The beginning of the performance evokes a pop-music Faustian pact where Britney Spears symbolizes the quest for stardom of a generation to whom success is measured by money, and a glittering lifestyle, media exposure and social media followers. The routines of the first half of the performance are energetic and well-synchronized – just as in Britney’s Baby One More Time video, from which the choreographer clearly took inspiration, and which is shown at the back of the stage in specific places. The audience may identify subliminal symbols throughout the performance – it is hard not to think about Freemasons’ representations of the triangle, or formations associated with the Hindu goddess Kali when several arms seem to grow from the body of the dancer in front of the line. After all, one of the features of any conspiracy theory is to establish connections between apparently unrelated elements.

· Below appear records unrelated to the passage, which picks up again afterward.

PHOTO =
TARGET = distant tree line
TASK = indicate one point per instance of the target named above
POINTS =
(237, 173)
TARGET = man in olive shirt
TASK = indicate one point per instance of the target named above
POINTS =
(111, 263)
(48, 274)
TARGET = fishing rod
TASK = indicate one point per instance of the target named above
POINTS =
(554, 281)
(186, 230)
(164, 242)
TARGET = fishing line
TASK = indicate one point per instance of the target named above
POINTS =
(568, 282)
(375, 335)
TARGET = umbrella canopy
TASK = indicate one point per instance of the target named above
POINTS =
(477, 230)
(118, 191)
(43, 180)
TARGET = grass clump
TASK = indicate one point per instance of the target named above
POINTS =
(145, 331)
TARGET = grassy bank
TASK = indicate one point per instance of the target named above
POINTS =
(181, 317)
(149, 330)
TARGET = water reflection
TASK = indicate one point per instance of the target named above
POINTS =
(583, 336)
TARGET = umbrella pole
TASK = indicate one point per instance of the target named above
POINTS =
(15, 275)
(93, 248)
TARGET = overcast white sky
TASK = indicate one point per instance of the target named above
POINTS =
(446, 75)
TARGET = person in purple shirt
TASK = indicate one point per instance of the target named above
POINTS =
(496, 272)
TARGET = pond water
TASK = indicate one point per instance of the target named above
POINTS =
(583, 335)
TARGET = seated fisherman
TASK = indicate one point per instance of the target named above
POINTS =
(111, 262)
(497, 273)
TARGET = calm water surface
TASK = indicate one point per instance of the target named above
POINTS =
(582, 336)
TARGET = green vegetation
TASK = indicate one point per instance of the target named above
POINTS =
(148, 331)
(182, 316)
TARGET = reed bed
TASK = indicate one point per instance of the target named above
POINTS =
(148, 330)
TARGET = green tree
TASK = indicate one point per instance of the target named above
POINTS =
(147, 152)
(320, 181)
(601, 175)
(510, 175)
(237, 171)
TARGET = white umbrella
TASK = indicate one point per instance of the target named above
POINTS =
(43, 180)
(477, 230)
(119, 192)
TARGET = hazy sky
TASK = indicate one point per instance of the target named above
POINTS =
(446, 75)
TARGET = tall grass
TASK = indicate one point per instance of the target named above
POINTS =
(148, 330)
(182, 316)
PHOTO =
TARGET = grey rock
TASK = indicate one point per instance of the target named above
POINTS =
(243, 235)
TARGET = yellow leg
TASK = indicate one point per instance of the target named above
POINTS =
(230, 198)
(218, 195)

Kay creatively and skilfully brings together elements of African dance, classical ballet (namely in the sequence of brisés performed by the boys) and 1980s high-impact aerobics competitions. The posture and expression of the dancers is deliberately artificial - like mannequins in a department store or ham actors from a 1990s soap-opera – which adds another layer of complexity to Kay’s choreography. As the performance develops, however, the audience is confronted with the sinister consequences of the experiment, which eventually leaves the popstars emotionally crippled. We first notice some glitches in the choreography; these are followed by a desperate attempt to catch the attention (and affection) of the audience, before the movements become so rigid that the dancer can no longer perform. For conspiracy theorists, the malfunctions experienced by the popstar are the result of a brainwashing experiment carried out by the CIA and Walt Disney; for Kay, however, they are a consequence of the desire for uniqueness and the fear that we will not be loved unless we are permanently interesting, productive and special. Like the popstars, our way of living might be collapsing, which can lead to a new world order and a “happier reality” (in Kay’s words).